Mengarusutamakan Gerakan Sadar Halal
Oleh : Dirhamzah,
S.Pdi., M.Pdi. (Dosen
prodi Biologi FST UINAM dan Satgas Halal Prov. Sul-Sel)
Dalam upaya mensukseskan program
pemerintah, dalam hal ini Lembaga Badan Penyelenggara Jaminan Produk Halal
(BPJPH) (Lembaga yang berada di bawah naungan Kementerian Agama) dalam gerakan
akselerasi 10 juta produk bersertifikat halal melalui skema self declare perlu kiranya dilakukan
gerakan sadar halal.
Gerakan sadar halal pada
prinsipnya hanya menyasar dua hal: Pertama, pelaku usaha yang bergerak di
berbagai sektor sebagaimana yang disebutkan dalam PP 39 Tahun 2021 pasal 139
dan 241 yang meliputi produk makanan, minuman, bahan baku, bahan tambahan
pangan, bahan penolong untuk produk makanan minuman: hasil sembelihan dan jasa
penyembelihan; obat-obatan, kosmetik, produk kimiawi, produk rekayasa genetik
dan barang gunaan - dari semua tingkatan, mulai dari usaha mikro, kecil,
menengah hingga makro. Dan yang kedua adalah konsumen.

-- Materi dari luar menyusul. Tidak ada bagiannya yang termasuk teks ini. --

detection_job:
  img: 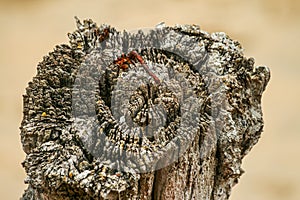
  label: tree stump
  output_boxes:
[20,18,270,200]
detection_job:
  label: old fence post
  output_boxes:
[20,19,270,200]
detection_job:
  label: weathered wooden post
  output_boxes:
[21,19,270,200]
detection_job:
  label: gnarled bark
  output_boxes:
[21,20,270,199]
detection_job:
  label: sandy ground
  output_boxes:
[0,0,300,200]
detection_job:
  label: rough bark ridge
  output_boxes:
[20,19,270,200]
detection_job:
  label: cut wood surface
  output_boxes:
[21,19,270,200]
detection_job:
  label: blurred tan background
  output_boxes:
[0,0,300,200]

Bagi para pengusaha, khususnya
usaha mikro dan kecil (UMK) yang bergerak di sektor produk makanan, minuman,
bahan baku, bahan tambahan pangan, bahan penolong untuk produk makanan minuman,
hasil sembelihan dan jasa penyembelihan, gerakan sadar halal mensyaratkan harus
sudah bersertifikat halal per 17 Oktober 2024, sebagai bagian dari
penahapan pertama kewajiban
bersertifikasi halal. Bilamana
pertanggal tersebut produk UMK belum tersertifikasi halal maka akan mendapat
sanksi sebagaimana telah diatur dalam aturan perundang-undangan. Jadi secara
mandatori, pertanggal 18 Oktober 2024 semua produk makanan dan minuman yang
beredar di Indonesia wajib bersertifikat halal.
Sertifikasi halal bagi pelaku
usaha memiliki banyak manfaat, salah satu di antaranya; meningkatkan nilai
tambah dan daya saing produk halal di dalam dan di luar negeri bagi pelaku
usaha.
Dalam upaya mendukung, membantu
serta mempermudah para pelaku usaha dalam mengurus sertifikat halal, pemerintah
dalam hal ini BPJPH dengan menggandeng beberapa instansi terkait sebagai
fasilitator meluncurkan program, salah satunya program SEHATI (Sertifikat halal
gratis) yang diperuntukkan khusus bagi pelaku usaha mikro kecil (UMK) melalui
skema self declare. Pelaku UMK dapat
mengurus sertifikat halal dengan syarat-syarat tertentu secara gratis.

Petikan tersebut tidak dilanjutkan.